The ERAU Worldwide campus caters to non-traditional learners, with a large percentage
of the population completing their education while working full time. The MSM roster
consisted of approximately 900 students that were accessible via email as part of the
MSM online organization. Prior approval from the MSM Program Chair was obtained in
order to survey this group of individuals.
The Data Collection Device
Data were collected using an online survey research tool, which was pilot tested
prior to use in this research. The survey was constructed and administered using
SurveyMonkey online software. Survey questions were researcher-designed questions,
based on prior relevant research. Data collected was quantitative and was analyzed using
Microsoft Excel software.
The survey was used as the data collection device and was distributed to ERAU
Worldwide graduate students via email. The SurveyMonkey research tool served as an
electronic survey instrument and allowed participants to access the survey from a direct
link.
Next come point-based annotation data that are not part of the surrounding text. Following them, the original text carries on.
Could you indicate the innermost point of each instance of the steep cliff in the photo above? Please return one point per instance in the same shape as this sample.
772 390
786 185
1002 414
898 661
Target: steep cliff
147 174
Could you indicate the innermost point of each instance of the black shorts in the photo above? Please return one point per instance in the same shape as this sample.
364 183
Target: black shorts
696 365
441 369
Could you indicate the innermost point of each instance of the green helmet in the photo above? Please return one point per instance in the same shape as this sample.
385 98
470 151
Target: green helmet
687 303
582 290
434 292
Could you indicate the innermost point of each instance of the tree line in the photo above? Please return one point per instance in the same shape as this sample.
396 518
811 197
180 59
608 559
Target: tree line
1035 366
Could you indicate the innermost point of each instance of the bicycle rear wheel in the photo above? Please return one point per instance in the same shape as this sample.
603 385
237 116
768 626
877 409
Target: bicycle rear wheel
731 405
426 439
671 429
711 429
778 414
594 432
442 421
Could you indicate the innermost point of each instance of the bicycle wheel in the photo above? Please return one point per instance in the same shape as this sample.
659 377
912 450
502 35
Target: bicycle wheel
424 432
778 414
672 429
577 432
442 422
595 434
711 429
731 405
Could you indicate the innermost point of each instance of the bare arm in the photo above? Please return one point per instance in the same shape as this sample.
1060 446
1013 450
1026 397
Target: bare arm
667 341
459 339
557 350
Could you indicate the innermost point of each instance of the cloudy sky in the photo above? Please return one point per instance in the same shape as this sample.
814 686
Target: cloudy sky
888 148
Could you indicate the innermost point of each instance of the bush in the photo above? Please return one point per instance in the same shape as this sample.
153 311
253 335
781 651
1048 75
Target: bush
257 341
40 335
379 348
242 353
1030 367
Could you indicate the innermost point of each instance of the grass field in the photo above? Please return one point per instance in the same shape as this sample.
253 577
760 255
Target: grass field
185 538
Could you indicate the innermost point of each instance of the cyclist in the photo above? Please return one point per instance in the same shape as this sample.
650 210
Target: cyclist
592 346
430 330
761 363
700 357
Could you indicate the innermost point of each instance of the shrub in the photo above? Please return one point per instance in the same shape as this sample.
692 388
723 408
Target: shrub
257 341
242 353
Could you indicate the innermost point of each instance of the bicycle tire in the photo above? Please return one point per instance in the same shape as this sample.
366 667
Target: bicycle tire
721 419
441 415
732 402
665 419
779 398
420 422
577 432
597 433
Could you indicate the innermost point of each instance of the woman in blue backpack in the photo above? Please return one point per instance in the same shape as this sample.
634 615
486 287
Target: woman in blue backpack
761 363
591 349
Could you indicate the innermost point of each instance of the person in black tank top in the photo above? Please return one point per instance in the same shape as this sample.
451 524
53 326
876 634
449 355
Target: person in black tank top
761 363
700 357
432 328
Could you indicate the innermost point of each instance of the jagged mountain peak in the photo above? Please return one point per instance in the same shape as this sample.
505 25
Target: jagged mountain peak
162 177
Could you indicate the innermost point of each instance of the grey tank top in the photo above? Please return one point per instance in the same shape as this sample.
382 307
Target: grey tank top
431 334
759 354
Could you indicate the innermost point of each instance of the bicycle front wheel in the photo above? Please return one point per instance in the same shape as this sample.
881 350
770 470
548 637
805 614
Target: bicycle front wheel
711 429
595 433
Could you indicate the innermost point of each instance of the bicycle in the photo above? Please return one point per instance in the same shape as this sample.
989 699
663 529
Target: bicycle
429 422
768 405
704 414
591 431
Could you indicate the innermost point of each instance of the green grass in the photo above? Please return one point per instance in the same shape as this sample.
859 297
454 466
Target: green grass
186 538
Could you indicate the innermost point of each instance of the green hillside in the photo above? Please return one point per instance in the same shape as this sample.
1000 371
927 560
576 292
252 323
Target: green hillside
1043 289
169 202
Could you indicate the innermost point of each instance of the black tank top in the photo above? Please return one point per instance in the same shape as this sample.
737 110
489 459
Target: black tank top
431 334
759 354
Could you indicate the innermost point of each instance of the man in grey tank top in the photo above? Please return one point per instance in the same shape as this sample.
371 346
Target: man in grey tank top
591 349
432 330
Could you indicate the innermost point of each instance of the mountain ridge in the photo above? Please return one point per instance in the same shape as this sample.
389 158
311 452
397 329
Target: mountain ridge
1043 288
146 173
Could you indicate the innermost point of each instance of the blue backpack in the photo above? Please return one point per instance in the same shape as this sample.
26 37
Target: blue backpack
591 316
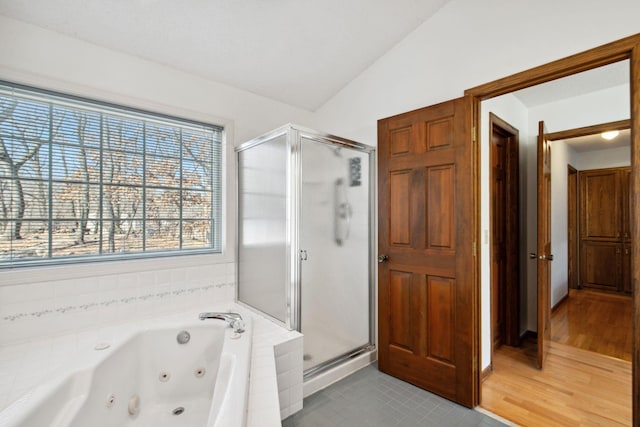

The direct link to the survey was provided to the sample population using a link
embedded in an email notification to the potential participants of the research.
Procedures
To test the hypothesis of the study, survey questionnaires were emailed to ERAU
graduate students who were actively enrolled in the MSM degree organization at the time
of the survey. All participants were emailed and provided with background information
regarding the intent of the study. The email included specific details advising participants
that their anonymity was ensured and the data collected would remain confidential.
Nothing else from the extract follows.